Winter around here over the past few years has seen an uptick in snow load…not only the amount of snow, but the fact that it sticks around. Colder days following heavy snowfall can compound the weight effect on your roof.

Wind driven snow can cause steep drifts in spots on your roof. This can result in an exceptionally heavy spot. A slow steady snow can create and even load over the entire roof. Not to mention the dreaded ice dam. All of these scenarios can lead to stress on your roof.

Flat or low pitched roofs are the most vulnerable for buckling under heavy snow loads and ice accumulations. These roofs are typically found on industrial buildings; however some residential homes also have this design.

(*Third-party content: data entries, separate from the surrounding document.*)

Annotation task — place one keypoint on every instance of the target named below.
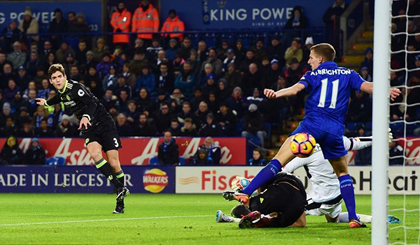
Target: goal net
(402, 38)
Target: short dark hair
(54, 68)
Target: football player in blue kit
(329, 88)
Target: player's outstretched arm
(286, 92)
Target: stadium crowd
(164, 81)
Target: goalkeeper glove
(239, 183)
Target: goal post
(381, 81)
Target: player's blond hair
(325, 50)
(54, 68)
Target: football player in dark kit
(281, 203)
(97, 127)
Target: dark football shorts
(283, 197)
(105, 133)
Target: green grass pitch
(170, 219)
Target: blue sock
(266, 174)
(347, 192)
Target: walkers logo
(155, 180)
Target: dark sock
(265, 175)
(347, 192)
(106, 170)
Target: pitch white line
(103, 220)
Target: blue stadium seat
(154, 161)
(56, 161)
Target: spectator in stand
(210, 85)
(29, 26)
(10, 127)
(144, 128)
(294, 51)
(32, 63)
(223, 91)
(120, 22)
(145, 21)
(195, 63)
(79, 27)
(146, 80)
(63, 52)
(173, 24)
(368, 61)
(260, 50)
(11, 154)
(58, 27)
(17, 57)
(165, 79)
(185, 113)
(185, 50)
(214, 61)
(185, 80)
(132, 113)
(7, 74)
(121, 84)
(189, 129)
(214, 151)
(50, 59)
(138, 63)
(222, 50)
(26, 131)
(201, 158)
(202, 51)
(172, 50)
(276, 51)
(249, 59)
(294, 25)
(110, 80)
(10, 91)
(252, 79)
(177, 64)
(254, 124)
(153, 50)
(35, 155)
(240, 51)
(124, 128)
(100, 49)
(257, 158)
(175, 128)
(201, 114)
(226, 120)
(163, 118)
(212, 102)
(44, 130)
(331, 19)
(10, 35)
(235, 102)
(122, 101)
(104, 66)
(233, 77)
(6, 112)
(168, 153)
(65, 128)
(230, 58)
(196, 99)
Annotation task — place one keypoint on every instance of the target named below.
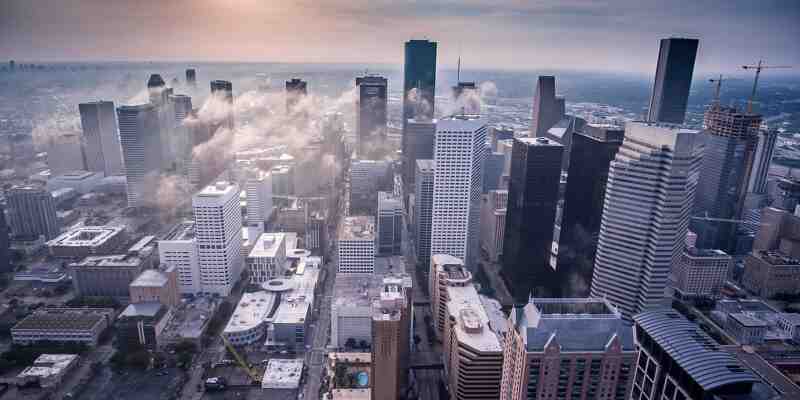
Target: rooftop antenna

If you aren't sure if your home is in danger of heavy snow loads, here are a few signs to pay attention to. If you see your roof sagging or leaking you will want to contact your local building or fire official immediately. If you spot cracked or split wood members, bends or ripples in supports, cracks in walls or masonry, or bowed utility pipes attached at the ceiling. Beginning signs of heavy snow loads are doors that pop open or doors/windows that are difficult to open.

What to do?

Use a snow rake for pitched roofs to remove the snow from your roof. Start from the edge and work your way into the roof. Try to shave the snow down to 2-3 inches on the roof rather than scraping it clean - this reduces the damage to your shingles or other roof covering. Metal tools will do damage to your roof.

Be sure to remove large icicles if they are hanging over doorways or walkways and  Keep gutters and drains clean and free of ice and snow

Don't use a ladder - ice builds up on the rungs of the ladder and the soles of your boots. Not a good combo. Don't use electric heating devices like hair dryers to remove snow and ice. And this goes without saying…don't use open-flame devices to remove snow and ice.

Proper airflow at the ridge and the eave of the roof is necessary for
a longer roof life. Ventilation solves problems such as moisture accumulation, ice dams, saves heating and cooling costs, and much more.